Cihan Padişahı, halkın su ihtiyacını karşılamak üzere Mimarbaşından İstanbul’a su getirecek kanallar yapmasını ister. Çünkü şehir her geçen gün büyümekte ve su ihtiyacı giderek artmaktadır. Tedbir almak padişahın görevidir.

Emir baş üzredir. Sinan şehre su getirmek üzere derhal işe girişir ve kanal inşaatına başlar. Fakat bu arada bir şey Padişahın dikkatinden kaçmaz. Şehre daha çok su taşıyacak genişlikte kanallar yapılabilecekken küçük çaplı kanallar yapılmaktadır. Padişah sebebini sorar. Mimarbaşının ikna edici ilmî çözümü gayet açıktır: “Hünkârım, biz bu şehre fazla su getirirsek, şehir göç alır, nüfus gereksiz şekilde artar ve başta asayiş olmak üzere şehrin yönetimi zorlaşır.”

Bu akıllı cevap üzerine padişah ikna olur ve daha çok su getirme fikrinden vazgeçer.  Fakat neylersiniz ki, kendinden sonra gelenler, yağcı ve dalkavukların kuşatmasından kurtulamazlar. Devleti ve milleti ayakta tutacak tedbirler gevşetilir. Vaktiyle pek çok zafere imza atmış Yeniçeri Ocağından başlamak üzere bütün kurumlar bozularak fonksiyonlarından uzaklaşır. Adalet yok edilmiş, yerini hediye adı altında rüşvet almıştır. İlim zihniyeti çökmüştür. Padişahların yanlışlarını düzeltebilecek Zenbilliler de yoktur artık. İdarecilerin devlet adamlığı vasfı kaybolmuştur. Ve İstanbul’da nüfus artışı devam eder.

Evet, bu bahis geçmişten günümüze kadar uzanan derin bir yaradır. Onun için feryad ediyor, aklımızı başımıza devşirelim diyoruz. Ve depremin yıkıcı etkilerinden korunmak için geçmişten ders alalım istiyoruz.

Yağmura nasıl yağma, diyemezseniz, depreme de olma diyemezsiniz. Yağmur yağar sel oluşur, tedbir almazsanız felâket yaşarsınız, deprem de öyle.
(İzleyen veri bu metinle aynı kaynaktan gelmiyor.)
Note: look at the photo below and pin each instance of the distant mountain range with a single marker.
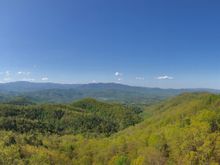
(53, 92)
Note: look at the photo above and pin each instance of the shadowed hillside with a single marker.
(182, 130)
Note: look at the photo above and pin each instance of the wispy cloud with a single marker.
(44, 78)
(139, 78)
(28, 79)
(164, 77)
(118, 74)
(23, 73)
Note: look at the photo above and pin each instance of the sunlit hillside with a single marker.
(182, 130)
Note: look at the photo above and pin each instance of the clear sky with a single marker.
(155, 43)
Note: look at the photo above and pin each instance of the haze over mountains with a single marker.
(54, 92)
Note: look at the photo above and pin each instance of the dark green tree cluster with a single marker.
(183, 130)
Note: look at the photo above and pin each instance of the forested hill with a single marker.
(111, 92)
(182, 130)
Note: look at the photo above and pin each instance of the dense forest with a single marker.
(181, 130)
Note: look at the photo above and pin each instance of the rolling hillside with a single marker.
(110, 92)
(181, 130)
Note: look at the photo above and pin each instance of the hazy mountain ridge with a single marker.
(52, 92)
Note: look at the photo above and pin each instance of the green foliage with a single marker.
(183, 130)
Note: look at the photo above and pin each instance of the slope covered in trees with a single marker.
(182, 130)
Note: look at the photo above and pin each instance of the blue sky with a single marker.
(155, 43)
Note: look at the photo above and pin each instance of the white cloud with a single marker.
(7, 79)
(24, 73)
(44, 78)
(28, 79)
(139, 78)
(7, 73)
(165, 77)
(118, 74)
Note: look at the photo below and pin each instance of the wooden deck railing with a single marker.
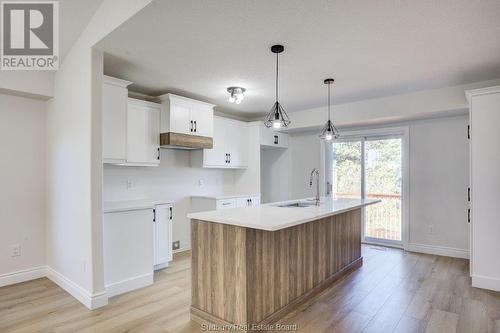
(382, 220)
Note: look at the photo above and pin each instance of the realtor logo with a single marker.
(29, 35)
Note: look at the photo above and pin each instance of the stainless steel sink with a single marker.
(298, 204)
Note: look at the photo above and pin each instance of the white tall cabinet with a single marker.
(114, 119)
(230, 146)
(484, 112)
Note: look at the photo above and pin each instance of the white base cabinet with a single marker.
(137, 239)
(162, 235)
(484, 211)
(131, 127)
(127, 250)
(206, 203)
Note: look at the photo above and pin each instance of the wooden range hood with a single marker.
(185, 141)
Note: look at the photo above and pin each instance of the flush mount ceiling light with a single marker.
(329, 131)
(277, 117)
(237, 94)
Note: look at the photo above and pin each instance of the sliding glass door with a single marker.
(372, 167)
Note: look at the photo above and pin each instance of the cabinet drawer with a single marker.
(226, 203)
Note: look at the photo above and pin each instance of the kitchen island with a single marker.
(253, 265)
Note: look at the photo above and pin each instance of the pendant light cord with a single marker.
(277, 76)
(328, 101)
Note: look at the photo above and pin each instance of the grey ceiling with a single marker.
(372, 48)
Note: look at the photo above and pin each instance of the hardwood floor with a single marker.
(393, 292)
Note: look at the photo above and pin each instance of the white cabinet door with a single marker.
(143, 133)
(114, 120)
(216, 157)
(202, 117)
(226, 203)
(163, 216)
(238, 144)
(485, 183)
(254, 201)
(127, 249)
(180, 117)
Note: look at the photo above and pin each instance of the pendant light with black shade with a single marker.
(277, 117)
(329, 131)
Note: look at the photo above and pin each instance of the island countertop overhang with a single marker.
(270, 217)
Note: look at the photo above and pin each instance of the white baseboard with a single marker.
(91, 301)
(127, 285)
(486, 282)
(23, 275)
(438, 250)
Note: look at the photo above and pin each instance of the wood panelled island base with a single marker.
(248, 276)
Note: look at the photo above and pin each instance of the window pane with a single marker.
(347, 169)
(383, 181)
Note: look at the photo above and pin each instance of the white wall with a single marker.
(438, 181)
(274, 164)
(439, 177)
(22, 196)
(74, 162)
(304, 150)
(173, 180)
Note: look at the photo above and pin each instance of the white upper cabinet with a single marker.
(114, 119)
(143, 133)
(230, 146)
(186, 116)
(131, 127)
(272, 138)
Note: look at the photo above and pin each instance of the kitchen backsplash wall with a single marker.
(174, 180)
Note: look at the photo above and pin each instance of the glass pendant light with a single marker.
(329, 131)
(277, 116)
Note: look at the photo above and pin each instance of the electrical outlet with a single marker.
(16, 250)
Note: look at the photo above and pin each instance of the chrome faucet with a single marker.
(315, 171)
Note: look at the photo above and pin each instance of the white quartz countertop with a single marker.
(225, 196)
(121, 206)
(270, 217)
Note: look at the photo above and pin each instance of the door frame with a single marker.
(402, 132)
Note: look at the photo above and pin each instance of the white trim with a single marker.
(115, 81)
(482, 91)
(22, 275)
(127, 285)
(486, 282)
(91, 301)
(438, 250)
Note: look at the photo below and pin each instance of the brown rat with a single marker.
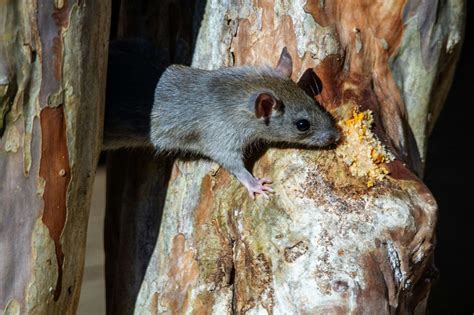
(220, 113)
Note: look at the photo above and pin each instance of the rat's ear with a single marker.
(265, 104)
(310, 83)
(285, 64)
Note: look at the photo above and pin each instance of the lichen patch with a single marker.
(361, 150)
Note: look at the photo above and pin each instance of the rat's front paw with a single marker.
(257, 186)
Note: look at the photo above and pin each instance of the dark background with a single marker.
(447, 175)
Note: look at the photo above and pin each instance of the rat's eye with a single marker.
(302, 125)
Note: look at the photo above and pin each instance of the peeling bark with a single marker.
(349, 230)
(52, 84)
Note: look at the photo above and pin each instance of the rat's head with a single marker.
(289, 113)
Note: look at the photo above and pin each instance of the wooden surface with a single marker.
(53, 57)
(92, 300)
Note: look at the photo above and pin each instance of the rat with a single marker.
(220, 113)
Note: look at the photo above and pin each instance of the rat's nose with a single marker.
(331, 136)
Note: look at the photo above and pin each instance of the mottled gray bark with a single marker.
(349, 230)
(53, 57)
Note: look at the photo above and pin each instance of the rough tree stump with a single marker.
(53, 57)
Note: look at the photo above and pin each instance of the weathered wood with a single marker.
(53, 58)
(137, 179)
(349, 230)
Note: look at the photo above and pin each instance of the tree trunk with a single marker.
(349, 230)
(53, 58)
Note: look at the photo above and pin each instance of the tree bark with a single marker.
(53, 57)
(349, 230)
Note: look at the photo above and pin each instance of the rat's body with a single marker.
(219, 113)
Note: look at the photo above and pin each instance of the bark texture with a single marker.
(349, 230)
(137, 179)
(53, 58)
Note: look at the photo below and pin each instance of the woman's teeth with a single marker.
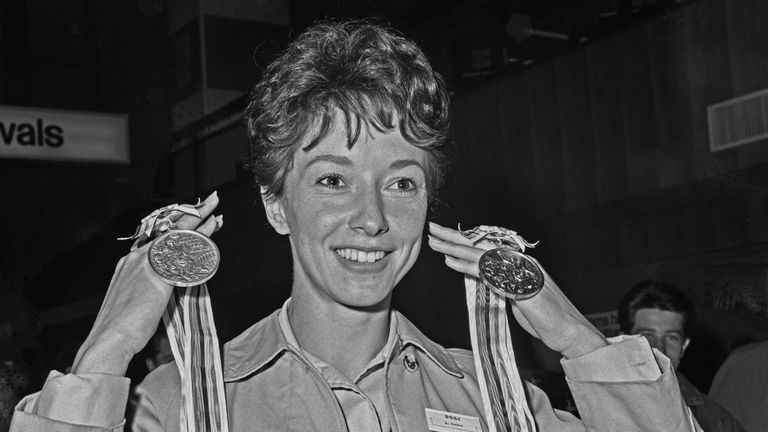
(360, 256)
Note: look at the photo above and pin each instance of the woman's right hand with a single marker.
(134, 304)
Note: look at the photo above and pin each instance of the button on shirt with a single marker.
(362, 400)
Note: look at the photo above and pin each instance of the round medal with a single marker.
(183, 257)
(510, 273)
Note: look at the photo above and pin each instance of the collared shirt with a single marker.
(271, 386)
(362, 400)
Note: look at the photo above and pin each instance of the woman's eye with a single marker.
(404, 185)
(331, 181)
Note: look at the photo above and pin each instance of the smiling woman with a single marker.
(345, 130)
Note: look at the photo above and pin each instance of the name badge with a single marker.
(442, 421)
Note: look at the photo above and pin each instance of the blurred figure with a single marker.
(14, 383)
(665, 316)
(741, 386)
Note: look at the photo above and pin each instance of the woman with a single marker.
(346, 129)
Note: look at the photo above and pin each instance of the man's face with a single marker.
(664, 331)
(354, 215)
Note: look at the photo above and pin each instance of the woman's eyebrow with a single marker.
(334, 159)
(402, 163)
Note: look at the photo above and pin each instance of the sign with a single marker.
(606, 322)
(36, 133)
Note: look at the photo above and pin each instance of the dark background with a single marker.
(594, 143)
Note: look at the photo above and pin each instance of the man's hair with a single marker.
(372, 75)
(652, 294)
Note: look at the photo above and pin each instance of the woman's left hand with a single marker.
(549, 315)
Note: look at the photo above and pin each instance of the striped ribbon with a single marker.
(504, 401)
(192, 334)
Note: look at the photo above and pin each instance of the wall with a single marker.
(603, 156)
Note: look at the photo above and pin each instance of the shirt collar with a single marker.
(256, 348)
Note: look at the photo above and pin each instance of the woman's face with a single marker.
(354, 215)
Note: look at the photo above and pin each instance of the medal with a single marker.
(507, 270)
(510, 273)
(183, 257)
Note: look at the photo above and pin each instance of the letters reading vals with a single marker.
(27, 134)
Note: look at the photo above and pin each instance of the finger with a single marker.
(456, 236)
(448, 234)
(210, 226)
(205, 210)
(466, 253)
(462, 266)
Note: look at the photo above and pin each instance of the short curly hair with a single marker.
(653, 294)
(374, 76)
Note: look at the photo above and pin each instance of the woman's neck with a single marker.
(344, 337)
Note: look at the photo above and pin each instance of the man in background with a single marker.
(665, 316)
(741, 386)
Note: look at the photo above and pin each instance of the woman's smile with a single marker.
(354, 214)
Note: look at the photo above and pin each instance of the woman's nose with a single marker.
(370, 215)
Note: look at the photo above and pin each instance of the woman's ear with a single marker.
(273, 207)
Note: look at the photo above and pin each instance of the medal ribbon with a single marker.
(501, 388)
(191, 332)
(506, 407)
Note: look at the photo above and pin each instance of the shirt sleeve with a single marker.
(627, 386)
(87, 402)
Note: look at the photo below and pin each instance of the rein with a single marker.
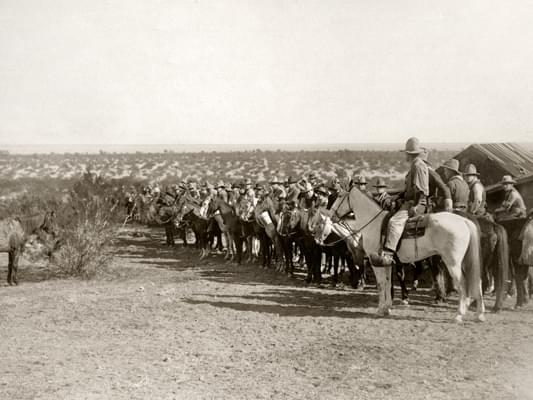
(352, 232)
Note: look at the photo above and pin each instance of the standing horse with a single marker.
(296, 223)
(190, 213)
(14, 233)
(342, 241)
(232, 225)
(454, 238)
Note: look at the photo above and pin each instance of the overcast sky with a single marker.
(132, 71)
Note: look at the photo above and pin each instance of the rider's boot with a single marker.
(384, 258)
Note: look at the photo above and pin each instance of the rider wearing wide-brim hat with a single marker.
(322, 195)
(513, 205)
(384, 199)
(459, 189)
(415, 201)
(477, 203)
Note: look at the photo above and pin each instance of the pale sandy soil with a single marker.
(166, 327)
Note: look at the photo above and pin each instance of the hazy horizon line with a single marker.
(221, 147)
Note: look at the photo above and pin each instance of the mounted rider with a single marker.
(459, 189)
(335, 190)
(221, 191)
(307, 198)
(322, 196)
(360, 182)
(385, 200)
(513, 205)
(415, 201)
(293, 192)
(477, 200)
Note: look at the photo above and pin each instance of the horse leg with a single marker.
(400, 274)
(521, 274)
(459, 282)
(383, 283)
(10, 267)
(335, 280)
(16, 257)
(438, 274)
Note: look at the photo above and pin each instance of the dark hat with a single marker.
(380, 183)
(507, 179)
(291, 180)
(359, 180)
(321, 189)
(412, 146)
(332, 182)
(452, 164)
(470, 170)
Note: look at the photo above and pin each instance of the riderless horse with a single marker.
(14, 233)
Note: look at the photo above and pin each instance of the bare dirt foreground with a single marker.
(164, 326)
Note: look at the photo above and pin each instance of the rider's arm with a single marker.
(477, 193)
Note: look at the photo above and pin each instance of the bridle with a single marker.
(335, 210)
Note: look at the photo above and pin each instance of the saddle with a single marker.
(415, 227)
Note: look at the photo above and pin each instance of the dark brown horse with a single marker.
(14, 233)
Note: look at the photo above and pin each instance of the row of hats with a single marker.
(471, 170)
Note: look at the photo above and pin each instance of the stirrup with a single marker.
(383, 259)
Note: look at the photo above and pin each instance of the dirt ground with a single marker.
(163, 326)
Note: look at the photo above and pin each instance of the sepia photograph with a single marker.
(266, 199)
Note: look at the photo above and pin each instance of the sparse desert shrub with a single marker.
(87, 238)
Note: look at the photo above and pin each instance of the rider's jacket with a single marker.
(477, 200)
(513, 205)
(460, 191)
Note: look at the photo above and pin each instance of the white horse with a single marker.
(454, 238)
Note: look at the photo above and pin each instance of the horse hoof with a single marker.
(384, 312)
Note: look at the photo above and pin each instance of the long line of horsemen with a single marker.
(426, 191)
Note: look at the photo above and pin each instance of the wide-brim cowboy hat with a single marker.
(380, 183)
(470, 170)
(292, 180)
(412, 146)
(452, 165)
(321, 189)
(507, 179)
(308, 187)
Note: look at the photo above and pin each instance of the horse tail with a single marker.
(502, 264)
(472, 263)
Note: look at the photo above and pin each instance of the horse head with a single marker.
(322, 228)
(285, 223)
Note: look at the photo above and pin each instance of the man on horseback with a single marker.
(415, 201)
(360, 182)
(293, 193)
(335, 190)
(513, 205)
(477, 203)
(384, 199)
(458, 187)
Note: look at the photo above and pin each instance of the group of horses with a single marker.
(471, 253)
(476, 252)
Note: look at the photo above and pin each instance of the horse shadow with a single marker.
(305, 303)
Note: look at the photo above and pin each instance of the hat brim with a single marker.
(451, 169)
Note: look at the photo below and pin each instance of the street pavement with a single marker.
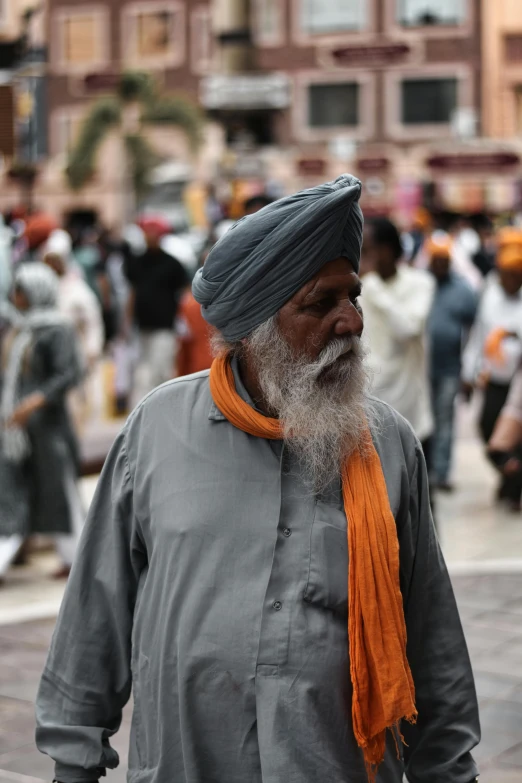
(482, 545)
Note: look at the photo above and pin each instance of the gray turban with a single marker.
(267, 257)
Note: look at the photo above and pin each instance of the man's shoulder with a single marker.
(176, 391)
(393, 435)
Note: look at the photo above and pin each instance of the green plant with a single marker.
(135, 89)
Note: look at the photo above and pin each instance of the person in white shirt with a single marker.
(78, 303)
(494, 351)
(396, 302)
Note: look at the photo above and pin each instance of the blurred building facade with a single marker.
(421, 98)
(502, 80)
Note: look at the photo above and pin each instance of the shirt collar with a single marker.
(214, 413)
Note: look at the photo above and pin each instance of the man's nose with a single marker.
(349, 321)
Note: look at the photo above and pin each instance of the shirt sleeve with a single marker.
(407, 318)
(87, 678)
(439, 745)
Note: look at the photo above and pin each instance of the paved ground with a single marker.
(483, 546)
(491, 609)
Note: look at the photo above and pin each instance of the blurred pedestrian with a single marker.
(494, 350)
(38, 450)
(157, 282)
(396, 302)
(450, 320)
(80, 306)
(505, 445)
(195, 352)
(414, 239)
(76, 299)
(484, 257)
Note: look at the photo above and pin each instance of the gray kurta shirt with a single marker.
(214, 582)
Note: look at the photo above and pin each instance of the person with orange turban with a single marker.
(260, 564)
(494, 351)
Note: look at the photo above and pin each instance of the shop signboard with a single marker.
(371, 55)
(245, 92)
(473, 162)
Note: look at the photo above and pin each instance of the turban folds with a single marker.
(267, 257)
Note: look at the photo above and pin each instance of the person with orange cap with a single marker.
(451, 317)
(494, 350)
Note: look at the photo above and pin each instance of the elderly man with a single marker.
(261, 546)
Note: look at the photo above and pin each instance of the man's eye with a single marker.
(320, 306)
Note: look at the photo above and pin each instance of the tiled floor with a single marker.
(493, 624)
(478, 539)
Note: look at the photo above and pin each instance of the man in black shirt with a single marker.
(157, 281)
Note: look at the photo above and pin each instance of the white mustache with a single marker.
(337, 348)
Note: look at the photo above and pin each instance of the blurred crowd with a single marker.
(91, 320)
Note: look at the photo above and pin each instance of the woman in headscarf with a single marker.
(38, 452)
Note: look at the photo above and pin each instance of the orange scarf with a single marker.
(383, 690)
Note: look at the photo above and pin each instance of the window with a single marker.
(153, 33)
(428, 101)
(80, 46)
(202, 40)
(333, 105)
(518, 110)
(332, 16)
(67, 127)
(82, 39)
(513, 48)
(416, 13)
(269, 21)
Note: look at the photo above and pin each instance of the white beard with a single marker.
(323, 406)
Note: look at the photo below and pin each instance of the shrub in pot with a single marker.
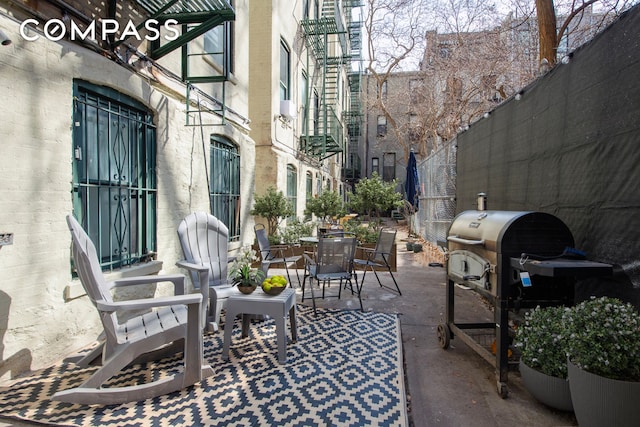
(604, 362)
(543, 363)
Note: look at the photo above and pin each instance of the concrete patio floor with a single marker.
(454, 387)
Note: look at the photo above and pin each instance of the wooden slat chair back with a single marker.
(204, 240)
(165, 321)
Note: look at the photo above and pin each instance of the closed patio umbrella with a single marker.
(412, 183)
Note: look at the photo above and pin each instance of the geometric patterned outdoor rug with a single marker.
(345, 370)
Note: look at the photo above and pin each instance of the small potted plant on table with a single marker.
(241, 273)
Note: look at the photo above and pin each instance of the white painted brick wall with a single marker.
(38, 326)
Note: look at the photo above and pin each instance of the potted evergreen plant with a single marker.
(543, 362)
(324, 206)
(241, 273)
(603, 346)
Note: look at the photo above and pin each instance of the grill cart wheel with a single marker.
(503, 389)
(444, 335)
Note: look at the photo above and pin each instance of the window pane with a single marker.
(292, 188)
(284, 72)
(225, 184)
(114, 174)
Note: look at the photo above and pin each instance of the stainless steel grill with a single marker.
(515, 260)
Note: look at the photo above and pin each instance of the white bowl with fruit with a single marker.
(274, 285)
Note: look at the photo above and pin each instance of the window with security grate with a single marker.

Bölge deprem riski taşıdığına göre, zaman tedbir zamanıdır.

Önceki yazılarımızda belirtmeye çalıştığımız gibi yerleşim yerleri doğru seçilmemişti. Kaçak yapılaşma vardı. Binalar deprem şeraitine uygun olarak yapılmamıştı. Çürük zemine çürük binalar kondurulmuştu.  Hatırlayabildiğim en eski deprem Varto depremidir. O gündür bugündür durum aynıdır. Yıkımdan sonra harekete geçiliyor. Dileğimiz, İstanbul için aynı şey olmasın, ah vah tuh demeden önce köklü çözümler üretilsin.

FELÂKETTEN ÖNCE ALINACAK TEDBİRLER

Bu meyanda, Sinan örneğinden hareketle İstanbul’un nüfus artışı durdurulmalıdır. Unutmayalım ki, zararın önlenmesi kârdan önce gelir. Bunun için alınacak tedbirler pek çoktur. Öncelikli tedbir konut yapımını durdurmak ve kaçak yapıya fırsat vermemek olmalı. Önce kaçak yapı, sonra imar affı, affedilemez bir hatadır.

Marmara bölgesinde nüfus artışı şöyle dursun, mevcut nüfusu azaltacak tedbirlere başvurulmalıdır. Sözgelimi, bu bölgedeki fabrika ve tesisler zaman geçirilmeksizin Anadolu’ya taşınmalıdır.  Örnek olarak söyleyelim, Çorum, Çankırı, Yozgat, Kırşehir, Sivas, Erzurum gibi vilayetler ne güne duruyor?  Karadeniz sahillerinde sert zemine malik vilayetler var, onlar ne güne duruyor?

Vatandaşımız, karnını doyuracak şekilde doğduğu yerde iskâna teşvik edilmelidir. Başta eğitim ve sağlık hizmetleri olmak üzere bütün hizmetler, hızlı, çabuk ve güvenilir vasıtalarla sağlanırken, ulaşım için geniş ve rahat yollar açılmalıdır. Buralarda dikkat edilecek en önemli husus, yeni İstanbullara vücut vermemek olmalı, şehirler kontrol dışı büyütülmemelidir.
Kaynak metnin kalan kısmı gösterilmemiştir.